What's your favorite blog right now?
This is a very difficult question because the Venn diagram of "Friends" and "Favorite bloggers" shows enormous overlap. Saying one name might alienate all the others! But I will throw into the ring Tom Levenson's Inverse Square blog. Tom's writing style and sensibility found in the blog, his books, and elsewhere resembles what I strive for in my own work.

Douglas Adams or Scott Adams?
Douglas Adams. I had to think for a moment about who Scott Adams is. In the Hitchhiker series, the Total Perspective Vortex is a torture machine that blows its victim's mind by revealing his or her exact relevance in the scheme of the Universe. I loved (almost) every second of writing The Carbon Age, but it was also sort of a Total Perspective Vortex.

What was your favorite book as a kid?
When I was a kid, the answer was indisputably Sideways Stories from Wayside School by Louis Sachar. It still holds up. It's filled with humor that manages to be warm, absurd, sophisticated — and yet perfect for children. The competition for favorite childhood book is actually tough, too. When my grandmother retired from teaching first grade after 40 years, she opened a children's bookstore in Glencoe, Illinois. So I spent my summers in the store (The Children's Reading Corner) trying to figure out what my favorite book was.

When I was a sophomore in high school, I read Catch-22 for the first time. That book taught me a lot about writing, comedy, and the world in general.

What new technology do you think may actually have the potential for making people's lives better?
I would keep an eye on the young field of synthetic biology, which I write about in chapter 11 of The Carbon Age. It may hold answers to many of our biggest issues, from personal health to the global energy infrastructure.

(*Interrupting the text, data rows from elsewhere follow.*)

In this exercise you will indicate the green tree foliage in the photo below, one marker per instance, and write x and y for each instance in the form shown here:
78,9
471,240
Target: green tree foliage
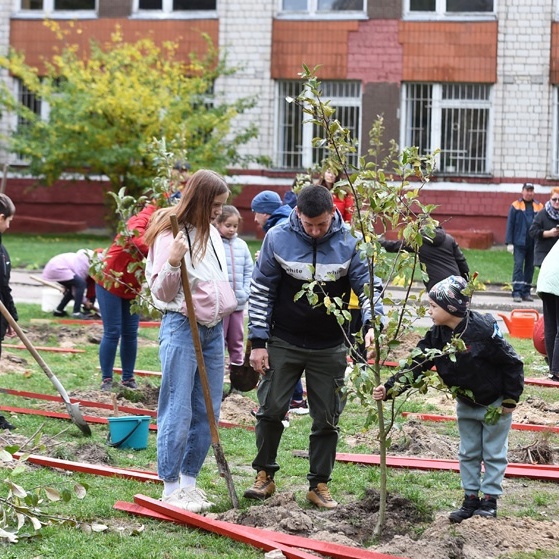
107,105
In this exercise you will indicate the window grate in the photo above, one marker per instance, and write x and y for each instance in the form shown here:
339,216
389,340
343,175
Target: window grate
295,150
453,118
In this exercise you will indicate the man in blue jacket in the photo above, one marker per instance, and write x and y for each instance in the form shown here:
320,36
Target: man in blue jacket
289,335
519,242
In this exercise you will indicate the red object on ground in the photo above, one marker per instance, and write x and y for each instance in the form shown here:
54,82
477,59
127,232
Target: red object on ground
95,469
46,348
542,382
538,336
262,539
517,426
536,471
140,373
143,323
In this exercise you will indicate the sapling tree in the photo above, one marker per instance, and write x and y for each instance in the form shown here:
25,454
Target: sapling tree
386,183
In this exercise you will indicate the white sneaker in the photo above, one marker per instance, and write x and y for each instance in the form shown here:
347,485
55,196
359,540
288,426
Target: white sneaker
192,500
197,493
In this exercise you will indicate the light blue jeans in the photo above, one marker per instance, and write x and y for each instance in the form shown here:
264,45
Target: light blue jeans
119,325
183,431
482,443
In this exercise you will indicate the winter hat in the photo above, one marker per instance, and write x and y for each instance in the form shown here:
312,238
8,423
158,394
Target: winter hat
267,202
448,295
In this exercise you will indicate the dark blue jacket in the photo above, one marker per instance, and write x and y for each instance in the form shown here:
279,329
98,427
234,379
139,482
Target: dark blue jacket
519,221
290,258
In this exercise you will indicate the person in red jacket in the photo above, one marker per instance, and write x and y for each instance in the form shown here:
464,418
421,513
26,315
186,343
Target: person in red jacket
115,292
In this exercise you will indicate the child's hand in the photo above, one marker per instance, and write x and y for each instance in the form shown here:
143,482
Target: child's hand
178,249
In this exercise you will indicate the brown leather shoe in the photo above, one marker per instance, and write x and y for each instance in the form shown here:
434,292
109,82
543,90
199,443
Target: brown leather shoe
320,496
262,488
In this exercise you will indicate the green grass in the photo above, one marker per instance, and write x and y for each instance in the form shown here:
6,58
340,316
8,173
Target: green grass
431,491
32,252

If you could be reincarnated for one day to live the life of any scientist or writer, who would you choose and why?
I will restrict myself to five answers:

  • Any of the five or six people involved in the description and naming of buckminsterfullerene, on September 9-10, 1985.
  • Fred Hoyle, on the day CalTech experimentalists found his predicted resonance level in carbon in 1953.
  • Fyodor Dostoevsky, on the day he wrote Raskolnikov's dream of the mob beating the horse in Crime and Punishment. I've always wanted to know if he wrote it in half an hour, or did many drafts of it, or thought about it for 40 years and then wrote it in a half an hour. (Note: I wouldn't want to be Dostoevsky for more than one day, and perhaps not that long.)
  • Vladimir Nabokov. He must have had a total field day coming up with all the word games in Lolita.
  • Einstein during the miracle year — the obvious choice and probably the best one.
  • What are some of the things you'd like your computer to do that it cannot now do?
    Cook and clean.

    By the end of your life, where do you think humankind will be in terms of new science and technological advancement?
    There will be a concentrated acceleration of science and technology in the world's great thought centers — while much of the world copes (or doesn't) with the droughts, agricultural crises, storms, and consequential geopolitical decline made real by global warming.

    Which country do you believe currently leads the world in science and technology? In 10 years?
    The U.S. is the world leader and should be for the foreseeable future.